= Artur Ustian =

Russian - Armenian political scientist

Artur Rustamovich Ustian (Արթուր Ռուստամի Ուստյան; Артур Рустамович Устян; born 1973 in Tbilisi) is a Russian - Armenian political scientist. He earned his doctorate in 2002.

Ustian is the dean of the faculty of economics of Moscow Stolypin Regional Humanitarian Institute.
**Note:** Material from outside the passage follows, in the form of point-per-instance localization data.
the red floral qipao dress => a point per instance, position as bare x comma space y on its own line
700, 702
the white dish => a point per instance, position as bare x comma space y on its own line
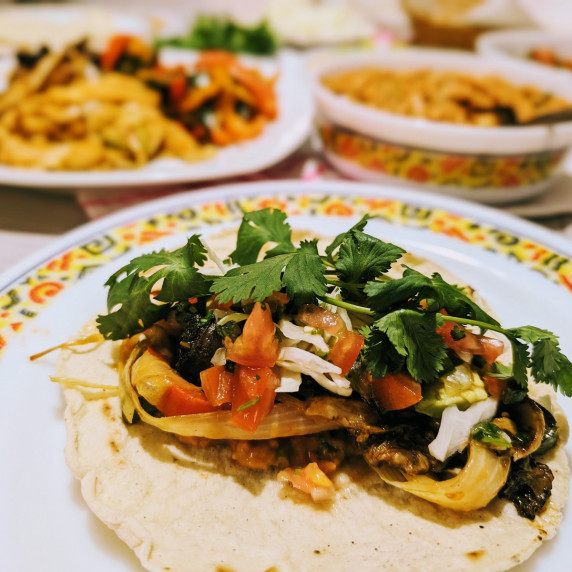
514, 46
56, 25
487, 164
280, 138
521, 269
439, 135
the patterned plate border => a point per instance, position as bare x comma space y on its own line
25, 299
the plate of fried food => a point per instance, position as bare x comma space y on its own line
133, 115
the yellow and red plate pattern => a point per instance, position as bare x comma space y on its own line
34, 292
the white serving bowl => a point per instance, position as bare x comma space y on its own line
514, 46
488, 164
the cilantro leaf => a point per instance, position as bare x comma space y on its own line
379, 353
251, 282
547, 362
257, 229
384, 295
434, 290
457, 303
304, 274
133, 293
414, 337
363, 257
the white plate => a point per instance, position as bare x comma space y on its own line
515, 46
280, 138
56, 25
524, 271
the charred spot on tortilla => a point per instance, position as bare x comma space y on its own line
476, 554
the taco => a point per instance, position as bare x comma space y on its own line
323, 405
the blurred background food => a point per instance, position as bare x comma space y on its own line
77, 108
227, 99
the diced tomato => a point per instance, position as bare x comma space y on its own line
346, 350
183, 400
321, 319
254, 389
396, 391
256, 346
495, 387
177, 88
113, 51
310, 480
489, 348
217, 384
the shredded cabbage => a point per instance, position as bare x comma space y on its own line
294, 332
456, 426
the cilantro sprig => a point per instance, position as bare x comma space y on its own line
403, 315
141, 292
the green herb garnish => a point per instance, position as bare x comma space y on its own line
488, 433
248, 404
402, 315
211, 33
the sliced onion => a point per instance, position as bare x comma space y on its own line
219, 357
478, 482
284, 420
290, 381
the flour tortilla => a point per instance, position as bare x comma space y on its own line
183, 508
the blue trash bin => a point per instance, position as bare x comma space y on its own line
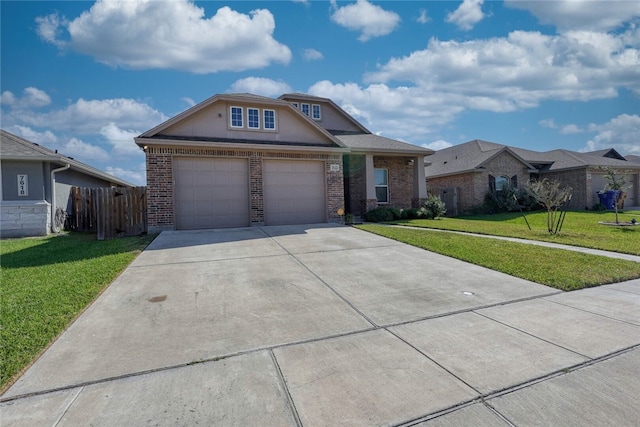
608, 198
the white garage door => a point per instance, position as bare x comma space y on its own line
211, 193
294, 192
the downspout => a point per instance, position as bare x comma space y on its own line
54, 226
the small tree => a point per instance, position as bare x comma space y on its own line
552, 196
434, 207
616, 182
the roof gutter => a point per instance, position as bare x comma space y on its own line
54, 226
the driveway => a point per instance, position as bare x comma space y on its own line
330, 325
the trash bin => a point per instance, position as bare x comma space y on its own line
608, 198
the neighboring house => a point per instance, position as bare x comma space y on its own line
463, 174
238, 160
35, 181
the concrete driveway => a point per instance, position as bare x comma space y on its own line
329, 325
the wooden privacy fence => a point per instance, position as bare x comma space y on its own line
109, 212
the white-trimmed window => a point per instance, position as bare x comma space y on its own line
381, 181
236, 117
269, 121
502, 182
253, 118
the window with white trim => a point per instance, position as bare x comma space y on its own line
236, 117
269, 121
502, 182
253, 118
381, 181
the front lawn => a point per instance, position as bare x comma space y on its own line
46, 283
558, 268
580, 228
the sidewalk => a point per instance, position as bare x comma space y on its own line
329, 325
609, 254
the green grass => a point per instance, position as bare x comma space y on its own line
561, 269
46, 282
580, 228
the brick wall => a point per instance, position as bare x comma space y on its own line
580, 182
400, 180
161, 215
473, 186
464, 182
25, 218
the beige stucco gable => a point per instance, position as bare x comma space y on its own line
211, 120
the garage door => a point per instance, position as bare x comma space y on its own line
294, 192
211, 193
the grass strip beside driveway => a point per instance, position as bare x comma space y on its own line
561, 269
46, 283
580, 228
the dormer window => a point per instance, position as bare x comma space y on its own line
253, 118
269, 121
236, 117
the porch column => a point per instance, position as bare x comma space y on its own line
370, 200
419, 183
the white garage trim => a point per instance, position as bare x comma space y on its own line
211, 192
295, 192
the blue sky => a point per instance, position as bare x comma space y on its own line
86, 77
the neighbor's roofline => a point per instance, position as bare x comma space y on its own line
172, 143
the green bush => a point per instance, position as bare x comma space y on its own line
509, 199
382, 214
413, 213
434, 208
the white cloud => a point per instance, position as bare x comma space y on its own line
406, 113
440, 144
83, 116
31, 98
423, 18
136, 176
370, 20
519, 71
621, 132
312, 55
188, 100
121, 140
581, 14
84, 152
570, 129
45, 138
548, 123
175, 34
468, 14
260, 86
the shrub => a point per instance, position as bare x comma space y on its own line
413, 213
509, 199
382, 214
434, 207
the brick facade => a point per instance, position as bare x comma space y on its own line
473, 186
400, 175
160, 180
25, 218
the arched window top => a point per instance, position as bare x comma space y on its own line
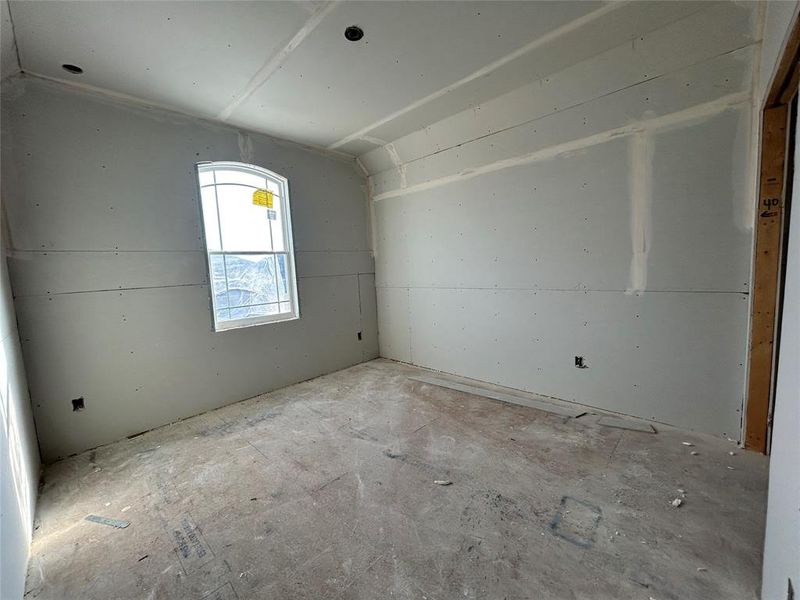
248, 238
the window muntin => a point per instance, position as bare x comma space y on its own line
248, 245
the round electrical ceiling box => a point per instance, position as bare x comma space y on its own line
353, 33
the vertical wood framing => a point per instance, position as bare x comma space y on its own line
766, 274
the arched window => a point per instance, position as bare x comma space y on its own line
248, 238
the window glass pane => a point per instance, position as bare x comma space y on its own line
245, 226
258, 310
235, 176
210, 221
216, 265
251, 279
276, 226
282, 274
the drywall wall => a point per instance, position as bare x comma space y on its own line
782, 541
19, 453
778, 20
601, 211
9, 63
108, 270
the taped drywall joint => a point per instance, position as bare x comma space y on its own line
275, 61
640, 190
677, 119
401, 168
373, 140
483, 71
245, 147
362, 169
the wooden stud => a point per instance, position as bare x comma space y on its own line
766, 275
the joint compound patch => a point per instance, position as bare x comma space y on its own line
224, 592
576, 521
191, 547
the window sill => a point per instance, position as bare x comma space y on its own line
255, 323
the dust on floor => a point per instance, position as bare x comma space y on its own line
326, 490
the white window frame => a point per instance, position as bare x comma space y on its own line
286, 223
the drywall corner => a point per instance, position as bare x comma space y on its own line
19, 452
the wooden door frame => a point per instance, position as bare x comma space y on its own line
769, 232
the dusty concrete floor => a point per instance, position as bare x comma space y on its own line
326, 490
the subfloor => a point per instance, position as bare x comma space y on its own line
327, 490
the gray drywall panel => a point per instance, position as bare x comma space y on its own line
557, 224
66, 272
368, 303
623, 23
109, 273
701, 205
19, 453
707, 82
142, 358
565, 223
394, 325
8, 45
222, 45
110, 165
311, 96
782, 544
778, 20
715, 30
673, 357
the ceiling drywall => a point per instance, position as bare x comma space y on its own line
285, 68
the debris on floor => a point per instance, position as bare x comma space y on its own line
626, 424
118, 523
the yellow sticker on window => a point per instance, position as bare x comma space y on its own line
263, 197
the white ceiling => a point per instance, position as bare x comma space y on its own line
285, 68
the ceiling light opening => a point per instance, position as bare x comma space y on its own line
353, 33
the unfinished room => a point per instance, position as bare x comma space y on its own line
371, 300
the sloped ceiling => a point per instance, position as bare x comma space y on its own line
285, 68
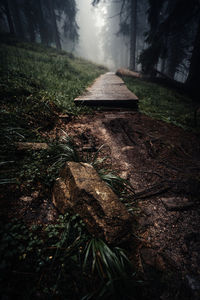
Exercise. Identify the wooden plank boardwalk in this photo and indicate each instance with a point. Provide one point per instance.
(108, 90)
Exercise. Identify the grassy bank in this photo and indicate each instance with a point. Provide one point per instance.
(164, 104)
(43, 259)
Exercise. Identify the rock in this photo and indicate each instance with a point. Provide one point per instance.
(176, 203)
(64, 117)
(31, 146)
(152, 258)
(80, 188)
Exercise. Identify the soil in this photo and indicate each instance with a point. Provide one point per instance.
(162, 163)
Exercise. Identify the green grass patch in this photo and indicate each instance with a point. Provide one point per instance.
(30, 69)
(163, 103)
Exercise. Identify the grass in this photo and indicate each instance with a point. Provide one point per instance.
(163, 103)
(51, 261)
(36, 85)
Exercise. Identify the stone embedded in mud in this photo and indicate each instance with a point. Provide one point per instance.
(80, 188)
(22, 146)
(177, 203)
(152, 258)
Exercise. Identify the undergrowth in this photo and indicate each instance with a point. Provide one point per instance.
(53, 259)
(164, 104)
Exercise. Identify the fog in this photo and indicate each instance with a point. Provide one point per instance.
(90, 21)
(98, 39)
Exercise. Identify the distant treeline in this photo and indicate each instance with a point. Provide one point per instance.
(171, 44)
(40, 20)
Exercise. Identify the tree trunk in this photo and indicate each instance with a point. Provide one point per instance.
(42, 24)
(193, 79)
(133, 34)
(55, 26)
(8, 16)
(17, 20)
(30, 22)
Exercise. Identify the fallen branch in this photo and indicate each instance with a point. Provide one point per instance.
(153, 190)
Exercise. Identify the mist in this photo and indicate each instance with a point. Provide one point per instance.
(100, 40)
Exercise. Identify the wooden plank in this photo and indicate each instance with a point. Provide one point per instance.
(108, 90)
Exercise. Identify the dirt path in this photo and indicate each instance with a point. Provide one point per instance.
(162, 162)
(108, 90)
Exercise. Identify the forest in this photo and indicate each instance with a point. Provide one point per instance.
(99, 195)
(162, 37)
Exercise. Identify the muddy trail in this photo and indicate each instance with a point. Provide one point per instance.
(162, 163)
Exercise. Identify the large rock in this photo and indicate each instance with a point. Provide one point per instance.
(80, 188)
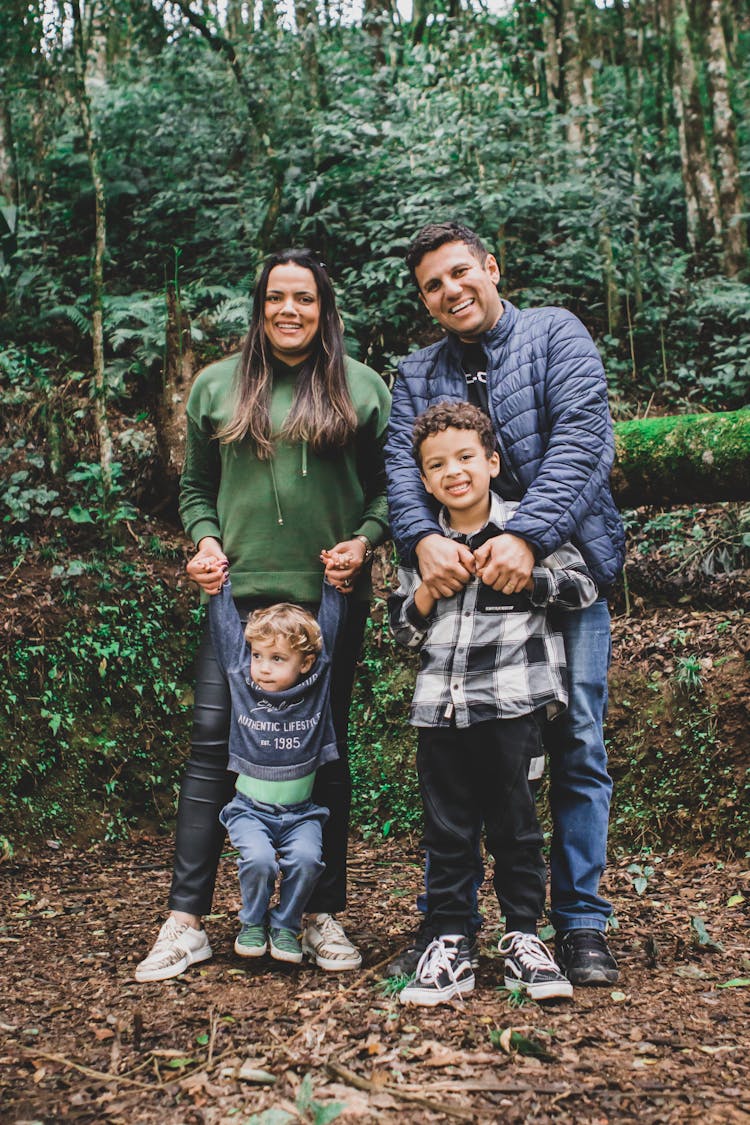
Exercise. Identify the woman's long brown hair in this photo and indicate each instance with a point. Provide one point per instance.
(322, 411)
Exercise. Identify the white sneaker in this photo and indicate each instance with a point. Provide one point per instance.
(327, 946)
(177, 946)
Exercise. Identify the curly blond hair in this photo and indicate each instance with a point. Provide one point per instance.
(291, 622)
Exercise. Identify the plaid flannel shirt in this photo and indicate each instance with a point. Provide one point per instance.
(487, 655)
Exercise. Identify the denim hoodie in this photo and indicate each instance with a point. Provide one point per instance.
(277, 736)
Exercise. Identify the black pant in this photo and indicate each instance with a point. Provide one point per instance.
(207, 785)
(468, 775)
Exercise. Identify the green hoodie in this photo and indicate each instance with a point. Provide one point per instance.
(273, 518)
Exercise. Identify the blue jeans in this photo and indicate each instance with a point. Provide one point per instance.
(260, 831)
(580, 786)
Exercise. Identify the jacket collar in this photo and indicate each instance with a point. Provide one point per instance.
(491, 340)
His works explore the topic of the development of Russia and the era of neo-Byzantium.

==Books==
- Неовизантизм как евразийская геополитическая стратегия развития России в XXI веке. - Москва.: Институт Социальных Наук, 2002.
- Политическая концепция неовизантизма. - Москва.: Институт Социальных наук, 2003.
- Политическая философия неовизантизма. - Москва.: Институт Социальных наук, 2005.
- Основополагающие принципы и подходы по созданию Христианской политической системы и Президентской Монархии в России на основе политической философии неовизантизма и христианского социального учения. - Москва, 2007.
- Политическая философия ареввизма. - Москва, 2007.
- Политическая философия русского византизма и ареввизма. - Москва, 2009.
- Византийская политология: теория и практика. - Москва., 2009.